The blood-retina barrier normally prevents molecules in the blood from reaching the retina.
Presently, drugs to treat age-related macular degeneration, the leading cause of blindness in the west, have to be injected into the eyeball once a month, which can cause eye infections and even blindness in 1 out of 50 injections.
But now, researchers led by Matthew Campbell have now restored the vision of mice by temporarily weakening the blood-retina barrier to let drug molecules injected into the blood slip through.
Using a technique called RNA interference (RNAi), they could block the production of claudin-5-a protein that normally helps make the blood-retina barrier impermeable.
"It's proof of principle," New Scientist quoted Campbell as saying.
However, RNAi therapy is not yet safe enough for use in people, as it would breach the blood-brain barrier as well as the blood-retina barrier.
The team are already working on a way to block claudin-5 production in the eye only.
This method involves gene therapy using a modified virus that makes the RNA only in the presence of an antibiotic called doxycycline.

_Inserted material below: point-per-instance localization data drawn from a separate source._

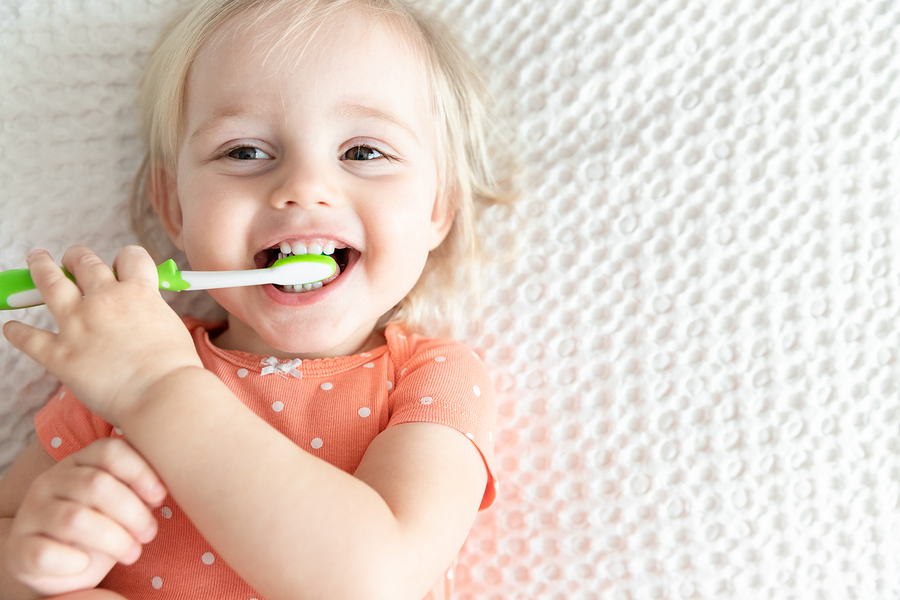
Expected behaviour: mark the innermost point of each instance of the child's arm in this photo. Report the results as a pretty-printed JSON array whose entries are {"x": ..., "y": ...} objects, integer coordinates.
[
  {"x": 291, "y": 524},
  {"x": 64, "y": 525},
  {"x": 296, "y": 527}
]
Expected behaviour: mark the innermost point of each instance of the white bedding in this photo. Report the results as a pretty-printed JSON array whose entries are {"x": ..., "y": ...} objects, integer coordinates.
[{"x": 697, "y": 352}]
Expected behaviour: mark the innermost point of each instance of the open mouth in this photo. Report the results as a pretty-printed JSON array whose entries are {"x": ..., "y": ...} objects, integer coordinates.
[{"x": 342, "y": 256}]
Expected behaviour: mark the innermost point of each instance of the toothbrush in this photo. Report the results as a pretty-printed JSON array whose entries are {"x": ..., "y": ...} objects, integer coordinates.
[{"x": 17, "y": 290}]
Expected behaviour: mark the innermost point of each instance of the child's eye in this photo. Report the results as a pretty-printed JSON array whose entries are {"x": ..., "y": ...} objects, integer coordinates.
[
  {"x": 247, "y": 153},
  {"x": 361, "y": 153}
]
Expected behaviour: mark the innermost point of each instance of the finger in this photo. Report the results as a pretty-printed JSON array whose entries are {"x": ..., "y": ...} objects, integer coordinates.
[
  {"x": 31, "y": 341},
  {"x": 135, "y": 264},
  {"x": 122, "y": 461},
  {"x": 89, "y": 269},
  {"x": 37, "y": 555},
  {"x": 108, "y": 496},
  {"x": 56, "y": 289},
  {"x": 77, "y": 525}
]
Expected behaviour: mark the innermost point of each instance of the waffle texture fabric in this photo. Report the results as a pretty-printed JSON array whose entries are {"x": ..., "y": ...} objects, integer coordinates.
[{"x": 332, "y": 408}]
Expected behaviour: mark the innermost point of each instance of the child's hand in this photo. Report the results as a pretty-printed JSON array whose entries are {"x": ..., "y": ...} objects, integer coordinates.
[
  {"x": 116, "y": 339},
  {"x": 82, "y": 516}
]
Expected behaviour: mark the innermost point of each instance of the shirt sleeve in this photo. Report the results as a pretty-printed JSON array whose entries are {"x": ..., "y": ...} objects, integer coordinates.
[
  {"x": 449, "y": 385},
  {"x": 65, "y": 426}
]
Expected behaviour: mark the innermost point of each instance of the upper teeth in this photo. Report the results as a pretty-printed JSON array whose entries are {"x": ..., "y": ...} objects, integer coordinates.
[{"x": 312, "y": 248}]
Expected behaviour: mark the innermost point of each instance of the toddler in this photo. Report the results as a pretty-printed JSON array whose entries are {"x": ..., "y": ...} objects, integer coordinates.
[{"x": 314, "y": 444}]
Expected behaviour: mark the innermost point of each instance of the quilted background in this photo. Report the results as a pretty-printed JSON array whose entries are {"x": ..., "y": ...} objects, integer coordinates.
[{"x": 697, "y": 350}]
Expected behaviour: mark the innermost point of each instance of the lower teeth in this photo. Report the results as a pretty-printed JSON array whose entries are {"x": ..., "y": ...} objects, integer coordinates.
[{"x": 306, "y": 287}]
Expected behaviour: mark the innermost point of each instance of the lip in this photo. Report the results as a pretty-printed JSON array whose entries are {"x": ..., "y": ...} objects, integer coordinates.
[{"x": 276, "y": 240}]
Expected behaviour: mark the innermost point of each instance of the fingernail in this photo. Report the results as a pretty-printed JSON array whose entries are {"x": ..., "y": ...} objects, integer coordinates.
[
  {"x": 158, "y": 492},
  {"x": 132, "y": 556},
  {"x": 34, "y": 254}
]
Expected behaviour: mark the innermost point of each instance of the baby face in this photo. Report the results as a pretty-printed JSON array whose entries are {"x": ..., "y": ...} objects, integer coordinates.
[{"x": 330, "y": 152}]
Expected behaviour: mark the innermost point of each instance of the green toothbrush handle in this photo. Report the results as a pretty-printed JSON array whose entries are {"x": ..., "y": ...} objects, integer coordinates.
[
  {"x": 170, "y": 277},
  {"x": 17, "y": 289}
]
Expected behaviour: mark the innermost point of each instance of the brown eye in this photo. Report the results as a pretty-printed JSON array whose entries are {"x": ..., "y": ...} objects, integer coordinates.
[
  {"x": 361, "y": 153},
  {"x": 247, "y": 153}
]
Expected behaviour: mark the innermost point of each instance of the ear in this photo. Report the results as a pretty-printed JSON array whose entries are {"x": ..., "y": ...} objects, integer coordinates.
[
  {"x": 162, "y": 190},
  {"x": 442, "y": 216}
]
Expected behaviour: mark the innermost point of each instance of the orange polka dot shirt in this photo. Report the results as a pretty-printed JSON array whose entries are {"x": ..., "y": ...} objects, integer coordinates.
[{"x": 333, "y": 408}]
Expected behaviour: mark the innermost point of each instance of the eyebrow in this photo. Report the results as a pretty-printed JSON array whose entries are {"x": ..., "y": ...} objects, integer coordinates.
[
  {"x": 346, "y": 110},
  {"x": 215, "y": 119},
  {"x": 352, "y": 110}
]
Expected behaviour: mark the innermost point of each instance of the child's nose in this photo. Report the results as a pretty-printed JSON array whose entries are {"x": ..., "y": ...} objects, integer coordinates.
[{"x": 304, "y": 187}]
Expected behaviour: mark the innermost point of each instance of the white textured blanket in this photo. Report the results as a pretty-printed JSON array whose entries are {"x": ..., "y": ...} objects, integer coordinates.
[{"x": 698, "y": 353}]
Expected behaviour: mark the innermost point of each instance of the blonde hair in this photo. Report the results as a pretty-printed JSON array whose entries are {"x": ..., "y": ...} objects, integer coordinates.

With the novel approach, patients would need only one initial injection into their eye to deliver the virus.
Then once a month they would take the antibiotic orally, and two days later the drug to treat blindness would be injected in their blood.
By then the blood-retina barrier would be sufficiently weakened to allow the drug to pass through.
Although the existing drugs to treat age-related macular degeneration would be too big to pass through the barrier, there are other molecules in development that are small enough.
Some of these could be taken orally when the barrier goes down.
The study has been published in Proceedings of the National Academy of Sciences.